Namun, ada beberapa detail kecil yang sengaja tidak ditekankan dalam brosur, seperti fakta bahwa transformasi vampir tidak sepenuhnya bisa dibalik. Atau bahwa Anda mungkin akan mengembangkan alergi akut terhadap bawang putih, matahari, dan—untuk alasan yang misterius—musik dangdut.
Respon Publik: Antara Kekacauan dan Kebingungan
Seperti yang bisa diperkirakan, kebijakan ini memicu kekacauan besar. Orang-orang berdebat sengit di media sosial. “Apakah ini termasuk pelanggaran HAM?” tanya seorang aktivis HAM. “Apakah anjing saya juga harus jadi vampir?” teriak seorang warga di Twitter, meskipun tidak ada indikasi pemerintah akan memvampirisasi hewan peliharaan.
Kemudian muncul kelompok penentang yang menamakan diri mereka “Gerakan Anti Vampirisasi Nasional” atau GAVN. Motto mereka: “Kami lebih suka tidur siang daripada tidur di peti mati!” Mereka mengadakan protes besar-besaran di depan gedung parlemen, lengkap dengan spanduk bertuliskan, “Gigitan Ini Tidak Masuk Akal!” dan “Kami Tidak Mau Jadi Twilight!”
Di sisi lain, ada juga kelompok yang sangat mendukung kebijakan ini, dengan alasan yang cukup aneh. “Saya selalu ingin jadi abadi, jadi ini kesempatan emas!” kata seorang influencer terkenal, yang langsung mempromosikan produk make-up tahan darah di Instagram.
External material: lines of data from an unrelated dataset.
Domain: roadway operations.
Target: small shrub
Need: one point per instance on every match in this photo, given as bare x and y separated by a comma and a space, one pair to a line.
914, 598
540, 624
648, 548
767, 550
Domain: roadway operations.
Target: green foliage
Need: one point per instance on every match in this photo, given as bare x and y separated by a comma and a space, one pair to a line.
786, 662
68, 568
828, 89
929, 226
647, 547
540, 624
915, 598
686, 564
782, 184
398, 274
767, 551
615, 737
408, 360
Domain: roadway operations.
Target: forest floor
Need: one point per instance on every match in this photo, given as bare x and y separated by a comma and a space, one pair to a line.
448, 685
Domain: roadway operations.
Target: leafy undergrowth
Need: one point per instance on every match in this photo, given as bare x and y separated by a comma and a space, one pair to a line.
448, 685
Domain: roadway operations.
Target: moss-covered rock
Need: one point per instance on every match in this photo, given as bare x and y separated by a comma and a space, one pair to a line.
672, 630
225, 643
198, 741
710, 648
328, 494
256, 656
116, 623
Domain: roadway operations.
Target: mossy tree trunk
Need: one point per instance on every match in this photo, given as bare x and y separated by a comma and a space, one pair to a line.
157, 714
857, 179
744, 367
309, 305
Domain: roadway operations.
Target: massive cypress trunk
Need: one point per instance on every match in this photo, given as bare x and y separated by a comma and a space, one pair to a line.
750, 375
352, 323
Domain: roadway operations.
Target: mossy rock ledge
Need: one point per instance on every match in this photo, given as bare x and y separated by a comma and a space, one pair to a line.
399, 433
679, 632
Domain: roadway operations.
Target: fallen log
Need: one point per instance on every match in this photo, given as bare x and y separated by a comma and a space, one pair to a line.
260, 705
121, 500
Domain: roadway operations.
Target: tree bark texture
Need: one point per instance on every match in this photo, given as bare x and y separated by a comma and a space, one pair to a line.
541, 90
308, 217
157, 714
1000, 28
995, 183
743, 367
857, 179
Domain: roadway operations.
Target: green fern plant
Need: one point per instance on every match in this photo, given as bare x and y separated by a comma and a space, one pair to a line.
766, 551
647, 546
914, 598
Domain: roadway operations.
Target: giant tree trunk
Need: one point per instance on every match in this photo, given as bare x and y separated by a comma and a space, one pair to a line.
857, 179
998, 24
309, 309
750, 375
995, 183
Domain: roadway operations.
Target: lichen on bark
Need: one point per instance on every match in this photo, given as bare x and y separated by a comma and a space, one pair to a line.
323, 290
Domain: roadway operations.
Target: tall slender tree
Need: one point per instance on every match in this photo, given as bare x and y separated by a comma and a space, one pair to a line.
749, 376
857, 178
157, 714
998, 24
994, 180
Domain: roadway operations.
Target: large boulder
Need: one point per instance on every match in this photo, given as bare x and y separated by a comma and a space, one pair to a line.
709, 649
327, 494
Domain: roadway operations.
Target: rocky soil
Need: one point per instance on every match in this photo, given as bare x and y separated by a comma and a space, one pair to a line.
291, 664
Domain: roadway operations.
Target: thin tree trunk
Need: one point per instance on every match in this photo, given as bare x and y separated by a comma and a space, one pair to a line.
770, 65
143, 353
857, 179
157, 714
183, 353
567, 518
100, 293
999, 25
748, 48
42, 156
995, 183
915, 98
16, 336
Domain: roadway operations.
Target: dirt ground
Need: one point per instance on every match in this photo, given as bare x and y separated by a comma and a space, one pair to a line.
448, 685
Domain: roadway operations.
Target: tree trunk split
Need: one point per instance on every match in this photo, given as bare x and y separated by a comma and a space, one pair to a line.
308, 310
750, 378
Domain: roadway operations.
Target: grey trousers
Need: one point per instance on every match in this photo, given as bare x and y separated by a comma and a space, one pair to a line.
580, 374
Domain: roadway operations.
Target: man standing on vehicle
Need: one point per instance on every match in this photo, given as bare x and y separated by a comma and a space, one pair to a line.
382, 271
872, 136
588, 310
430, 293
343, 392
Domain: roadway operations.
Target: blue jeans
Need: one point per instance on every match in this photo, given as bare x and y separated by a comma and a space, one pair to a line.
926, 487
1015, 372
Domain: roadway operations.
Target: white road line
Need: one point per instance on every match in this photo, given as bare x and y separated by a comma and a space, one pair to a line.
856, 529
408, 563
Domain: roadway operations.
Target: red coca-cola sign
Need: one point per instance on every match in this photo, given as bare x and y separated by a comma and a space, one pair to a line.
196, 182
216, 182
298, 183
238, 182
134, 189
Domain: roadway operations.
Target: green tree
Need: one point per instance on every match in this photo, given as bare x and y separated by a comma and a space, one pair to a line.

Masalah Logistik yang Luar Biasa
Sementara itu, di lapangan, pelaksanaan kebijakan ini menghadapi tantangan yang luar biasa. Pertama, jumlah vampir bersertifikat tidak cukup untuk menggigit seluruh populasi. Pemerintah mencoba merekrut lebih banyak vampir, tetapi banyak dari mereka menolak dengan alasan “gigi kami bukan alat produksi massal.”
Kedua, tidak semua orang cocok menjadi vampir. Misalnya, Pak Suripto, seorang petani bawang yang tiba-tiba kehilangan semua penghasilan karena dia tidak bisa lagi mendekati ladangnya. Atau Bu Ratna, yang mendapati bahwa anak-anaknya—yang masih manusia—terus-menerus mencoba mengoleskan bawang putih di pintunya, hanya untuk melihat apakah dia benar-benar vampir sekarang.
Ketiga, darah sintetis yang dijanjikan pemerintah ternyata memiliki rasa seperti jus bit basi. Ini menyebabkan keluhan massal dari para vampir baru, yang mulai merindukan rasa darah manusia asli. Tetapi, karena konsumsi darah manusia dilarang keras oleh pemerintah, masalah ini tetap menjadi polemik.
Twist yang Menggigit (Secara Harfiah)
Semua kekacauan ini mencapai puncaknya ketika seorang peneliti muda di Kementerian Kesehatan, Dokter Lestari, menemukan fakta mengejutkan: transformasi vampir memiliki efek samping yang tidak terduga. Ternyata, para vampir baru ini tidak hanya alergi terhadap matahari, tetapi juga kehilangan kemampuan untuk membaca dokumen resmi lebih dari dua halaman.
Efek samping ini langsung melumpuhkan birokrasi pemerintah. Pegawai negeri, yang sebagian besar sudah menjadi vampir, tidak lagi bisa membaca laporan tahunan atau anggaran negara tanpa merasa pusing dan mual. Ini menyebabkan stagnasi total di hampir semua kementerian.
Sebagai tanggapan, pemerintah mengeluarkan kebijakan darurat: semua dokumen resmi harus dirangkum dalam satu paragraf atau kurang. Hasilnya? Anggaran negara tahun berikutnya hanya berbunyi: “Kita lihat nanti.”
Akhir yang Tak Terduga (dan Sedikit Absurd)
Pada akhirnya, kebijakan vampirisasi nasional dihentikan setelah hanya tiga bulan. Pemerintah mengklaim bahwa ini adalah “eksperimen sosial sukses” dan berjanji untuk fokus pada kebijakan yang lebih konvensional, seperti pengurangan emisi karbon atau reformasi pajak.
Namun, bagi banyak orang, kerusakan sudah terjadi. Ribuan orang tetap menjadi vampir, mencoba beradaptasi dengan kehidupan baru mereka. Klub-klub malam di seluruh negeri mulai buka 24/7 untuk melayani pelanggan vampir. Pasar gelap bawang putih berkembang pesat. Dan Vino, maskot kampanye, pensiun dini karena tekanan publik.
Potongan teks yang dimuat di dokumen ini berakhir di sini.